Developed by NEOTECH and RTI, MoFi SuperVinyl is the most exacting-to-specification vinyl compound ever devised. Analog lovers have never seen (or heard) anything like it. Extraordinarily expensive and extremely painstaking to produce, the special proprietary compound addresses two specific areas of improvement: noise floor reduction and enhanced groove definition. The vinyl composition features a new carbonless dye (hold the disc up to the light and see) and produces the world’s quietest surfaces. This high-definition formula also allows for the creation of cleaner grooves that are indistinguishable from the original lacquer. MoFi SuperVinyl provides the closest approximation of what the label’s engineers hear in the mastering lab.
The lavish packaging and gorgeous presentation of the UD1S Mingus Ah Um pressing also befit its extremely select status. Housed in a deluxe box, it features special foil-stamped jackets and faithful-to-the-original graphics that illuminate the splendor of the recording. No expense has been spared. Aurally and visually, this UD1S reissue exists as a curatorial artifact meant to be preserved, pored over, touched, and examined. It is made for discerning listeners that prize sound quality and production, and who desire to fully immerse themselves in the art – and everything involved with the album, from the images to the textures.
And clearly, Mingus ardently honored and prized the aforementioned aspects on his Columbia Records debut. Witness the unforgettable cover art, a painting by S. Neil Fujita, whose varied hues, abstract geometries, free-base forms, and ornate albeit clean presentation mirrors the seemingly impossible blend of accessibility, complexity, experimentalism, consistency, focus, individualism, and collectivity reflected in every passage of the incredibly diverse album. Or, simply look at the reverence Mingus displays for his ancestors – and their contributions to jazz’s ongoing conversation and cultural relevance – via “Jelly Roll” (for Jelly Roll Morton), “Open Letter to Duke” (for Duke Ellington), and the hallmark ballad “Goodbye Pork Pie Hat” (an homage to Lester Young).
Above all, however, Mingus Ah Um stands as an exuberant tribute to the idea (and blueprint-caliber execution) of fully realized musical frameworks serving as launching pads for expressive interactions, responses, exchanges, and improvisations. At the core, personality, character, invention, and, color remain paramount. Mingus Ah Um acts as an aural representation of a philosophy the artist espoused before and after the recording sessions. In the liner notes to the record’s follow-up, and penned shortly after the recording of Mingus Ah Um, he spoke of striving for “primitive, mystic, supra-mind communication” and avoiding the repetition, boredom, apathy, and cliché associated with falling into set patterns and mimicking the approach of recognized giants. In other words, he demanded each member of his band “play himself.”

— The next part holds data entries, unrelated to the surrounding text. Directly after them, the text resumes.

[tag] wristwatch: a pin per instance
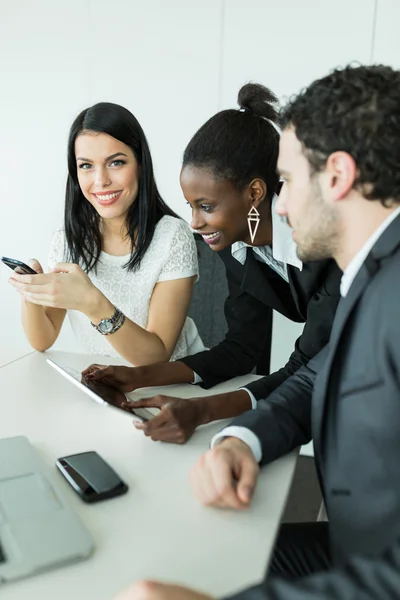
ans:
(111, 325)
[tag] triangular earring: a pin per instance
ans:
(253, 221)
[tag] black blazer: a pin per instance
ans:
(254, 290)
(354, 419)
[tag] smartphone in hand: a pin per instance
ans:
(17, 266)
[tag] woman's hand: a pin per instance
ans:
(67, 287)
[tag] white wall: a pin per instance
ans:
(173, 64)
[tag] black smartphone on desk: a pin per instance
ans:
(17, 266)
(91, 477)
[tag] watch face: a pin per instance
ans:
(105, 326)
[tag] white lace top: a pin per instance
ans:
(171, 255)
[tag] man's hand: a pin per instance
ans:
(123, 379)
(150, 590)
(176, 421)
(226, 475)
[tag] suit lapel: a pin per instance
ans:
(387, 245)
(343, 313)
(269, 290)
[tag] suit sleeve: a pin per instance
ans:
(249, 335)
(282, 422)
(320, 315)
(360, 578)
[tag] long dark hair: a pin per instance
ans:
(240, 145)
(81, 220)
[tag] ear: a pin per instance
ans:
(258, 191)
(341, 171)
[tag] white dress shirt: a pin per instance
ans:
(349, 274)
(282, 253)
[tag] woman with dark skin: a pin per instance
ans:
(229, 178)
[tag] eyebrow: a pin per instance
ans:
(282, 172)
(105, 160)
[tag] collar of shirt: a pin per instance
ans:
(355, 264)
(283, 246)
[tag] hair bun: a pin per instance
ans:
(259, 100)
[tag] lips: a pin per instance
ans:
(106, 199)
(211, 238)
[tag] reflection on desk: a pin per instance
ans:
(157, 530)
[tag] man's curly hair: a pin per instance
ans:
(357, 110)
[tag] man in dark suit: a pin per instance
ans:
(340, 156)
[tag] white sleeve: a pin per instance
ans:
(252, 398)
(243, 434)
(182, 254)
(56, 252)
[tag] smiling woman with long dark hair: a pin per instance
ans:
(124, 264)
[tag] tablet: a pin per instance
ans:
(103, 394)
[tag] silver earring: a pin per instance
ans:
(253, 221)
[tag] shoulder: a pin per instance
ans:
(58, 240)
(321, 275)
(173, 225)
(174, 232)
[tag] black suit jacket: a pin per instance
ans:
(354, 419)
(255, 289)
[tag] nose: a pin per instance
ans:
(197, 222)
(102, 177)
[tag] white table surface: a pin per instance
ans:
(157, 530)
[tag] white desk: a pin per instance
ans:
(157, 530)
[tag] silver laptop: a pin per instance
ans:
(38, 531)
(104, 394)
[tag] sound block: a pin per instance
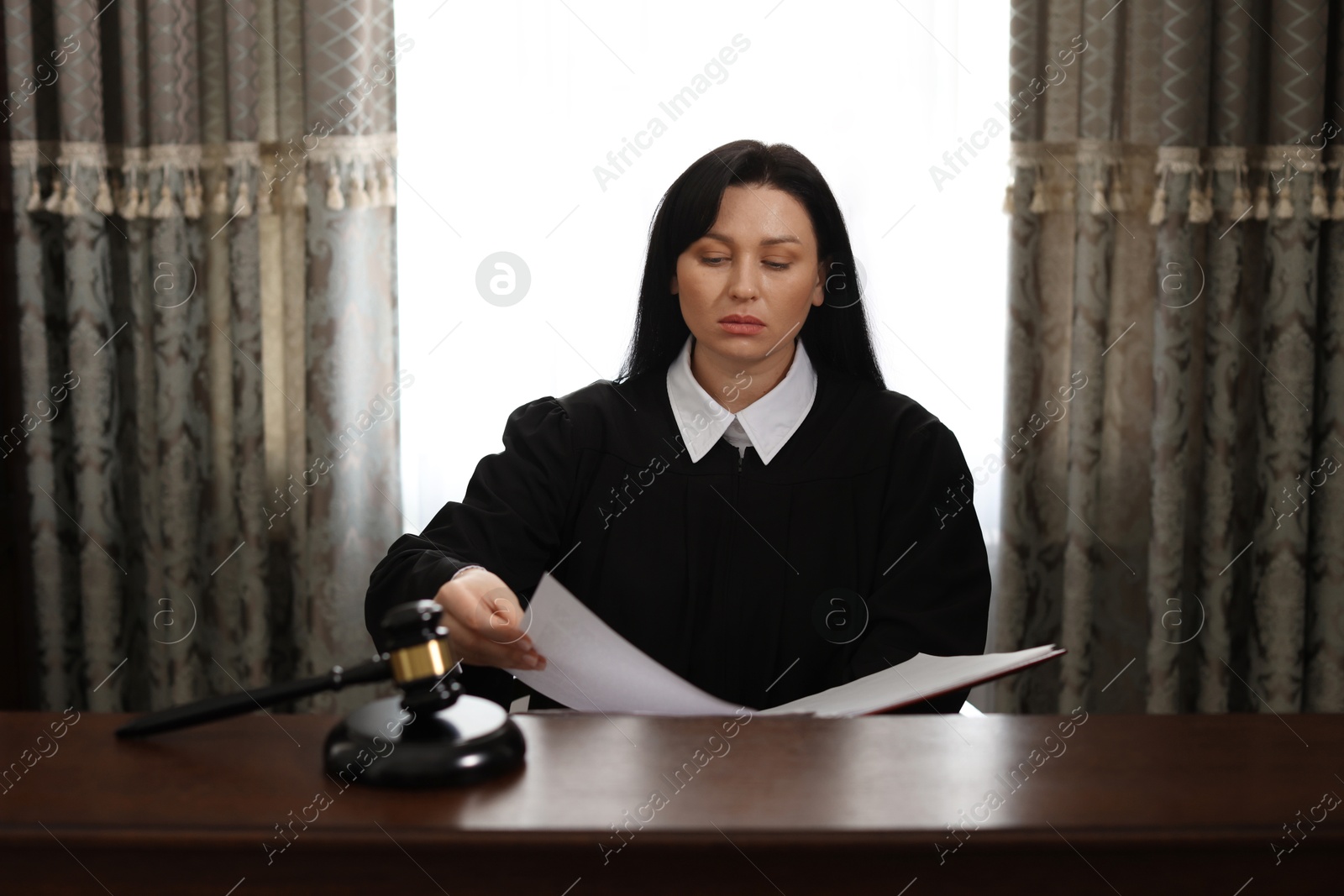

Nothing could be truer when you hear in such vivid detail the work of saxophonists John Handy, Shafi Hadi, and Booker Ervin, trombonists Willie Dennis and Jimmy Knepper, pianist Horace Parlan, drummer Dannie Richmond, and the genius bass playing of Mingus himself. The collective’s technical acumen – be it multi-tone row scales, pedal point rhythmic patterns, traditional chords, melodic moods, harmonic lines, beginning/ending-blurring context, high registers, major and minor thirds (and absence thereof), pivot-point chromatics, diatonic manners, open fifths, and more – lingers not only in the mind, but invigorates the senses.